In the wake of what many considered to be an international country music scandal, the cancellation of the Garth Brooks concerts in the historic setting of GAA Headquarters in Croke Park “that Summer”, revealed two important issues:

  1. the Irish people’s profound love of country music; and
  2. that Irish licensing regulations needed to be revised to ensure that there was no repeat of “Garth Gate”.

Where are we one year on from the cancellation of all 5 Garth Brooks concerts?

Licence applications for concert outdoor events in Ireland are governed primarily by the Planning and Development (Licensing of Outdoor Events) Regulations, 2001 (the “2001 Regulations”) and the Planning and Development Act, 2000 (No. 30 of 2000).

The Planning and Development (Amendment) Regulations 2015 (SI 264 of 2015) (“2015 Regulations”) are due to come into effect on 1 October 2015 and will “shake-up” the manner in which applicants apply for licences for outdoor events and the manner in which local authorities grant licences for such events. The 2015 Regulations aim to prevent future economically damaging cancellations of events such as the cancellation of the Garth Brooks concerts which are estimated to have cost fifty million euro to the local economy.

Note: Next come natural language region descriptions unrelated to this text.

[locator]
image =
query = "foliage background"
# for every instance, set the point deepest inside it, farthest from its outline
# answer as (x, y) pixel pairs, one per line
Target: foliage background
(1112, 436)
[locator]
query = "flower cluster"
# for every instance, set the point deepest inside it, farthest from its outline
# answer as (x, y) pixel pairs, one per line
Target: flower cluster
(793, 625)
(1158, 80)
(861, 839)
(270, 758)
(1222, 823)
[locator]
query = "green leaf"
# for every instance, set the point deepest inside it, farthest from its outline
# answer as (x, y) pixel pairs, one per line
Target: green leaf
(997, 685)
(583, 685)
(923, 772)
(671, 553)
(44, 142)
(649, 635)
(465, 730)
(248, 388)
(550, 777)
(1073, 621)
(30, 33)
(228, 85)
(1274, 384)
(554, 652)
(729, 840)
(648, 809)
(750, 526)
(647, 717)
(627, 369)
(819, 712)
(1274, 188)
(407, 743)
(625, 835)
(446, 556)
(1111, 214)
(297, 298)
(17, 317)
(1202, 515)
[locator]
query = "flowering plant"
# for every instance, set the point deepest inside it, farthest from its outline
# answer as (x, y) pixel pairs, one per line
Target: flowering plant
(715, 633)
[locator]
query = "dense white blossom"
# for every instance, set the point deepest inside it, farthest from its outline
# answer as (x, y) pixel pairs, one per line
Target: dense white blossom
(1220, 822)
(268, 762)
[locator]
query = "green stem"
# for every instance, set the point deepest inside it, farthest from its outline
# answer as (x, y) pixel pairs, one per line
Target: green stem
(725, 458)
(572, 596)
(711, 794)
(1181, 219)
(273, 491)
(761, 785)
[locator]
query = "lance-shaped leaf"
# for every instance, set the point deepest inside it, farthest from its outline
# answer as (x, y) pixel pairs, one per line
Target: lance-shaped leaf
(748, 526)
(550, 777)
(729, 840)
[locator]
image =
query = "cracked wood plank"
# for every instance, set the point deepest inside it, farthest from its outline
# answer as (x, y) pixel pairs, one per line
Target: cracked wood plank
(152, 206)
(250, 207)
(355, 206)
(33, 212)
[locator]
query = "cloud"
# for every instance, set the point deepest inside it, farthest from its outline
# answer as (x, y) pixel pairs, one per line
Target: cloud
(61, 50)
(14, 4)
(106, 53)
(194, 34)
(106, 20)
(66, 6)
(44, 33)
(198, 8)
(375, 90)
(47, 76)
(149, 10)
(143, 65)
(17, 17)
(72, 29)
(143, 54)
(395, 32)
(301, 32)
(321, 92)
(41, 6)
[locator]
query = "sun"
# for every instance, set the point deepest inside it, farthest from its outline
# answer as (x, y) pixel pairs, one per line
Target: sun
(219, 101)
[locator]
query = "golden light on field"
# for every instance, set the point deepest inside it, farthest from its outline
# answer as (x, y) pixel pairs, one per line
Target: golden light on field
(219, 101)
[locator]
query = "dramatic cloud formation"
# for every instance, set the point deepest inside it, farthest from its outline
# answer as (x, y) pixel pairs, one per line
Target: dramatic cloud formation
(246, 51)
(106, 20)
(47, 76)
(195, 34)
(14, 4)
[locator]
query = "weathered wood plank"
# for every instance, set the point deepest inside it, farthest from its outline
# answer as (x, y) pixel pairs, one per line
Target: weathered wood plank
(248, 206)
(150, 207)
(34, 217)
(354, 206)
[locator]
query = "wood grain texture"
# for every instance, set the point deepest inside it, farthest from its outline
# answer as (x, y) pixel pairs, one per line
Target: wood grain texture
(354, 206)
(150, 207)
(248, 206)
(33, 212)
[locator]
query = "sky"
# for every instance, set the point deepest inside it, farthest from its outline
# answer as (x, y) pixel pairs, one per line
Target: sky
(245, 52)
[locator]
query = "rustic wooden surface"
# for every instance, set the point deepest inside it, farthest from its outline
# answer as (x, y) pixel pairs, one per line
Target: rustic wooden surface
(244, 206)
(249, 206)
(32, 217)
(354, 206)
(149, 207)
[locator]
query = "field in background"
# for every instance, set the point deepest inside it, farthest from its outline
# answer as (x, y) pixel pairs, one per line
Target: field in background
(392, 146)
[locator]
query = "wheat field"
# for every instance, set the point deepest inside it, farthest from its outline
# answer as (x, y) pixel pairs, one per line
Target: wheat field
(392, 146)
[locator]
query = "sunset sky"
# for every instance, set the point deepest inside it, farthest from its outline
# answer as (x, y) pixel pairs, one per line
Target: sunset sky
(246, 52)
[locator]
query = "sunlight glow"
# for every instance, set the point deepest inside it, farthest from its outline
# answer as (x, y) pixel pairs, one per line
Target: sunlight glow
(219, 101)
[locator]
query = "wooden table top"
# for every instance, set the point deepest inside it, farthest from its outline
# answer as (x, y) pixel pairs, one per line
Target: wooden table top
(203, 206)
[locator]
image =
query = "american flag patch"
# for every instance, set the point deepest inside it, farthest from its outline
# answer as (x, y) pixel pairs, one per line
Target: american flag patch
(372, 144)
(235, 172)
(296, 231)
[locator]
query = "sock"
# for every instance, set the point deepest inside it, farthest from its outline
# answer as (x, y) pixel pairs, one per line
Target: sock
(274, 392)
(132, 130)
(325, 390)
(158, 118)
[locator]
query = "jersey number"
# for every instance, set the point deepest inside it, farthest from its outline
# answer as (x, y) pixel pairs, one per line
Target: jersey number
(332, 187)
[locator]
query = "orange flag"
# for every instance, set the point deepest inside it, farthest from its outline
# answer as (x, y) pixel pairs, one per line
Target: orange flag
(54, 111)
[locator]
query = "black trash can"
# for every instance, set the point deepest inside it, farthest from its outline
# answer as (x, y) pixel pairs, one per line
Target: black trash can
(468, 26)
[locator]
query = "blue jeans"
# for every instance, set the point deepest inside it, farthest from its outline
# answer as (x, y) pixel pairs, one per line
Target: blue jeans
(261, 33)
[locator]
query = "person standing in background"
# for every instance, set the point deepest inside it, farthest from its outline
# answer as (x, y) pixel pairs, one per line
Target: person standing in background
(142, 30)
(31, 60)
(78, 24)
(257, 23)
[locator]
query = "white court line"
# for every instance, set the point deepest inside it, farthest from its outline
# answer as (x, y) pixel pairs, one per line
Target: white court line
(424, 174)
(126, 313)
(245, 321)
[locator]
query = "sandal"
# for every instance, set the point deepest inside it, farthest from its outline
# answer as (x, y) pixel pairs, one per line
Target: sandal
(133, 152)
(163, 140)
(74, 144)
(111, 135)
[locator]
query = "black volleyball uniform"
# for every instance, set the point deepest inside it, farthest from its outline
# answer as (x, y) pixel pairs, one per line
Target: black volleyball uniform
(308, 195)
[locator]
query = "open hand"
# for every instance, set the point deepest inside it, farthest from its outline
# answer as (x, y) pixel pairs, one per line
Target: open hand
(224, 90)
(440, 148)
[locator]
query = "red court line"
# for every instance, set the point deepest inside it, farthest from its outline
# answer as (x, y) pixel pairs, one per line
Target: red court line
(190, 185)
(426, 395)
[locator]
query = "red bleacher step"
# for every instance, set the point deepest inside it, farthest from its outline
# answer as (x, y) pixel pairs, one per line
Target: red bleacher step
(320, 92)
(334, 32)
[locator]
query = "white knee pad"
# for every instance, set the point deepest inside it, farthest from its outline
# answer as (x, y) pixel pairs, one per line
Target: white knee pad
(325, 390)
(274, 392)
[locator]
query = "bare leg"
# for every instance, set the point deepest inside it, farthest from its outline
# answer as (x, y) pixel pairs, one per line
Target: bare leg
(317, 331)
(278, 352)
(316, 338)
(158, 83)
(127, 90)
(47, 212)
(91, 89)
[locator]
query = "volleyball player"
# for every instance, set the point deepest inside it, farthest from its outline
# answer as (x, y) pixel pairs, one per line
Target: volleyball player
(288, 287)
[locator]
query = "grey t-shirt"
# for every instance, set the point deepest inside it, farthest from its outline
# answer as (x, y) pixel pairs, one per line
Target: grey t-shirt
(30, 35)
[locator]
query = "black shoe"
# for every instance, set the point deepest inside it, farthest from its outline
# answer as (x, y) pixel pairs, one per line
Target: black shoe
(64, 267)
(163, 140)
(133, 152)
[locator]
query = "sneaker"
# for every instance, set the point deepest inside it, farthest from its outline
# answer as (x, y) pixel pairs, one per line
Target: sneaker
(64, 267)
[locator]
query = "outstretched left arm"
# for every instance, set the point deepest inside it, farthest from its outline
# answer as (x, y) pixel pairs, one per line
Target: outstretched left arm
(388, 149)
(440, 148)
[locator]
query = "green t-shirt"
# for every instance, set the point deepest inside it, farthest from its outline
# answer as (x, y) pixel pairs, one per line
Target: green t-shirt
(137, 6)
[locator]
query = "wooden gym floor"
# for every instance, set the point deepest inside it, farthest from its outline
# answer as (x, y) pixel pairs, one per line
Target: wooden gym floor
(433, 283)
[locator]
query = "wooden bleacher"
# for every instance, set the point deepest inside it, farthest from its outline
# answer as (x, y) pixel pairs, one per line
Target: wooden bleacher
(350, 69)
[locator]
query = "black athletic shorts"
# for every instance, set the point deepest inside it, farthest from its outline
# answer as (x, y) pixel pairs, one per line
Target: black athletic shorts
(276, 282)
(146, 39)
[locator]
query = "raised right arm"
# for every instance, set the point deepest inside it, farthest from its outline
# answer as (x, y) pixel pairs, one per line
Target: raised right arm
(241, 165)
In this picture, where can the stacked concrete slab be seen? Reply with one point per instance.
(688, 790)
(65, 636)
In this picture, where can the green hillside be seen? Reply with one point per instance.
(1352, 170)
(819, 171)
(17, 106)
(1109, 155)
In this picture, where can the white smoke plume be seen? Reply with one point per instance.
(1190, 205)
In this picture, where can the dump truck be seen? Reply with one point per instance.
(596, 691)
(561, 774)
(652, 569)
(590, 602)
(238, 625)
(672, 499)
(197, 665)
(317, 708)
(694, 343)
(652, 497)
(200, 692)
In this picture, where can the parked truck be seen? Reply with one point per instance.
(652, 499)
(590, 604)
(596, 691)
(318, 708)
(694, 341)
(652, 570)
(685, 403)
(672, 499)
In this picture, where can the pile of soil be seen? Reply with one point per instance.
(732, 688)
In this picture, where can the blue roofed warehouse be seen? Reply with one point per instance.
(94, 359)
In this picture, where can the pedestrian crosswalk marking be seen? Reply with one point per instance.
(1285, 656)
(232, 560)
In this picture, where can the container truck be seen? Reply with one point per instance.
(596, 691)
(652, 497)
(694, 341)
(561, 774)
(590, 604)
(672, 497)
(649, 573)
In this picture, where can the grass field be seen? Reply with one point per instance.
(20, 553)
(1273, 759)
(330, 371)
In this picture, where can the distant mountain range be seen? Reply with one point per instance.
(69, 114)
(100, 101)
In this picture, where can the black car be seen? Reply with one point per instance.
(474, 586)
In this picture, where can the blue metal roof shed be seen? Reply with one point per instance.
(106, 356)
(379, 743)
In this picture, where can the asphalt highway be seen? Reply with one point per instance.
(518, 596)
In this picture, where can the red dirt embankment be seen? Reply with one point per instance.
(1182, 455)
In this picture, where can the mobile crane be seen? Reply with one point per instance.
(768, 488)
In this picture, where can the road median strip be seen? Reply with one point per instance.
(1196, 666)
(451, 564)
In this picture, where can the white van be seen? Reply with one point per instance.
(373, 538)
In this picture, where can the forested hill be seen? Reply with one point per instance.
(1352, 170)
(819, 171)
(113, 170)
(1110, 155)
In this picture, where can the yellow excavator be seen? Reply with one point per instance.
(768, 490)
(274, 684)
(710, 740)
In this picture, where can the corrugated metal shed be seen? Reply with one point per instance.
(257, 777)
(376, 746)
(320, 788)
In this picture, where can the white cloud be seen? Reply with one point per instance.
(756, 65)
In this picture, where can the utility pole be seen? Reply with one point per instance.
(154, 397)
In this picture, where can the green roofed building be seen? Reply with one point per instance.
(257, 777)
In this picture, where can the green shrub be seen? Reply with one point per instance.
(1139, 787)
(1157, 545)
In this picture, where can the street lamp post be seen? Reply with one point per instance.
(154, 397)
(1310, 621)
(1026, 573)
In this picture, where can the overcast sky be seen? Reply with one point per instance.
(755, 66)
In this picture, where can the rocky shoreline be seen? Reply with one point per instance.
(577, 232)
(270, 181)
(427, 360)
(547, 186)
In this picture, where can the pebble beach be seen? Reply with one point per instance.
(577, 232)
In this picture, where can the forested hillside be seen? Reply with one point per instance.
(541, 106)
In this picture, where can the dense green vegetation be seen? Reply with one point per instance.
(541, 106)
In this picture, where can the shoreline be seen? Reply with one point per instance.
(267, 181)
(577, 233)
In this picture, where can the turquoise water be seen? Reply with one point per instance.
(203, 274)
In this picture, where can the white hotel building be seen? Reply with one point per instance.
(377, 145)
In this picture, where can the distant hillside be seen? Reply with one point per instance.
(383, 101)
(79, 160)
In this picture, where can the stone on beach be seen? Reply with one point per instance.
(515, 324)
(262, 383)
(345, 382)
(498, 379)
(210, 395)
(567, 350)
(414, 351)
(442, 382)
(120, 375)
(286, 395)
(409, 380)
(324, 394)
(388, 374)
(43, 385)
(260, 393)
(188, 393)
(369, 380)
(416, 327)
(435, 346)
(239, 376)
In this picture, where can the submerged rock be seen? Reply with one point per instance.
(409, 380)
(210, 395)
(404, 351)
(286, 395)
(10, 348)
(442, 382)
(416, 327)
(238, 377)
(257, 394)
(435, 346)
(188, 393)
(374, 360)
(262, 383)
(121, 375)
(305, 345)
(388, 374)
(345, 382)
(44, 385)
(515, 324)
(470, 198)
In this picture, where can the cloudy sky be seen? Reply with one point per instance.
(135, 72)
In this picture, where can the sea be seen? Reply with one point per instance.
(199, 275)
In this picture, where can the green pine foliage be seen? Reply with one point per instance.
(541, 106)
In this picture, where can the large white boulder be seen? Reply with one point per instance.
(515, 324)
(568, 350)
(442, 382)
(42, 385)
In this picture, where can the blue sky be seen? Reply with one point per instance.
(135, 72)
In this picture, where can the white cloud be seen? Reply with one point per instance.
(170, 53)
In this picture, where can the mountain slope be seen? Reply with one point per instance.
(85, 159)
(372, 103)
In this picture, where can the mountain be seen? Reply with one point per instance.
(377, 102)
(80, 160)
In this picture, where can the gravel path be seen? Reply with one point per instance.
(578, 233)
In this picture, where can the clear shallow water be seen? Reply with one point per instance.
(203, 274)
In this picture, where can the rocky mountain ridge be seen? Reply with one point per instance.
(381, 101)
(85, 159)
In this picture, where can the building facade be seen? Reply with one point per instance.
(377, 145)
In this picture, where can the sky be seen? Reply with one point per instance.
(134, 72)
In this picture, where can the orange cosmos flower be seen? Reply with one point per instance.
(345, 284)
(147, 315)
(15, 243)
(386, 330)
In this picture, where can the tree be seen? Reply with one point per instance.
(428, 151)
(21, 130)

Under Irish law, an application must be made, by the organiser, promoter, holder or those involved in the organisation of an event or a person who controls the land on which an event is to be held, to the local authority (of the area that will be effected by the event) for a licence to hold an event where 5,000 or more people are intended to attend the event.

The 2015 Regulations introduce a number of additional provisions to the 2001 Regulations. One of the most significant developments is that “as soon as practicable” following a written request of the applicant, a local authority is required to hold a pre-application consultation meeting with the applicant (and if necessary the owner of the venue where it is proposed that the event will take place). In addition, the relevant Chief Superintendent of An Garda Síochána and the relevant Health Board will be invited to attend the pre-application consultation meeting, who together with the local authority may advise the applicant in respect of the proposed application. The local authority is required to keep a written record of the pre-application meeting which will be made available to the public “as soon as possible” after a decision is made on an application.

The meaning of “as soon as practicable” remains unclear, however, given that: (i) the application for a licence under the 2015 Regulations must be made at least 13 weeks (reduced from 16 weeks) prior to the date of the event; and (ii) a promoter/event organiser would stand to lose considerable money if it is unable to sell tickets for the event in advance, it is likely that it is in the interests of the promoter to begin the pre-application consultation process as early as possible in order that it can proceed to sell tickets and/or advertise the event.  In light of the Garth Brooks saga whereby tickets were sold for some 5 concerts before the licencing application was even approved, perhaps the most significant development under the 2015 Regulations is that a local authority is prohibited from arranging a pre-consultation meeting with any person who has: (i) advertised the proposed event; or (ii) offered for sale tickets for the proposed event. As a result, at the very least, an event organiser/promoter will have to have started to engage with a local authority via the pre-application process prior to advertising an event or selling tickets for an event. In addition, the 2015 Regulations require that the pre-application process must have taken place in the 12 month period before the event. The 2015 Regulations also introduce a requirement that a preliminary risk assessment of the proposed event is submitted to the local authority in advance of any pre-application consultation meeting.

Do the above amendments to existing licencing application process solve the issues that surrounded the Garth Brooks saga? It remains to be seen. Whilst promoters/organisers can initiate the pre-application process, once the process has begun, promoters/organiser could potentially start to advertise and sell tickets for an event before the licence has been granted.

One issue of controversy surrounding the Garth Brooks concert was the allegation of a number of “bogus” submissions to Dublin City Council objecting to the holding of the concerts. In order to address the issue, the 2015 Regulations require, that in order to be considered by a local authority, a submission or observation must state the name of the person or organisation making the submission and a corresponding address.

Whilst it remains a requirement for a local authority to make its decision in relation to an application within 5 weeks following receipt of the application, a new provision under the 2015 Regulations is that the decision by the local authority is required no later than 4 weeks prior to the date of the proposed event.

Strict compliance with the 2015 Regulations will also be mandated, as any breach of the regulations will result in the automatic rejection of licence applications.

Conclusion

The mandatory pre-application consultation process to be introduced by the 2015 Regulations is a step in the right direction towards increasing the dialogue between local authorities and the organisers of large outdoor events. That said, the 2015 Regulations may not be enough to prevent a repeat of the events surrounding the Garth Brooks concert that left country music lovers feeling like they “had to miss the dance”. The fact that, following the initial consultation process,  tickets can be sold for events and events advertised before the licence has been granted for the event remains the crux of the issue surrounding the cancellation of the Garth Brooks concerts. Don’t expect the phrase “subject to licence” to disappear from your ticket stub just yet.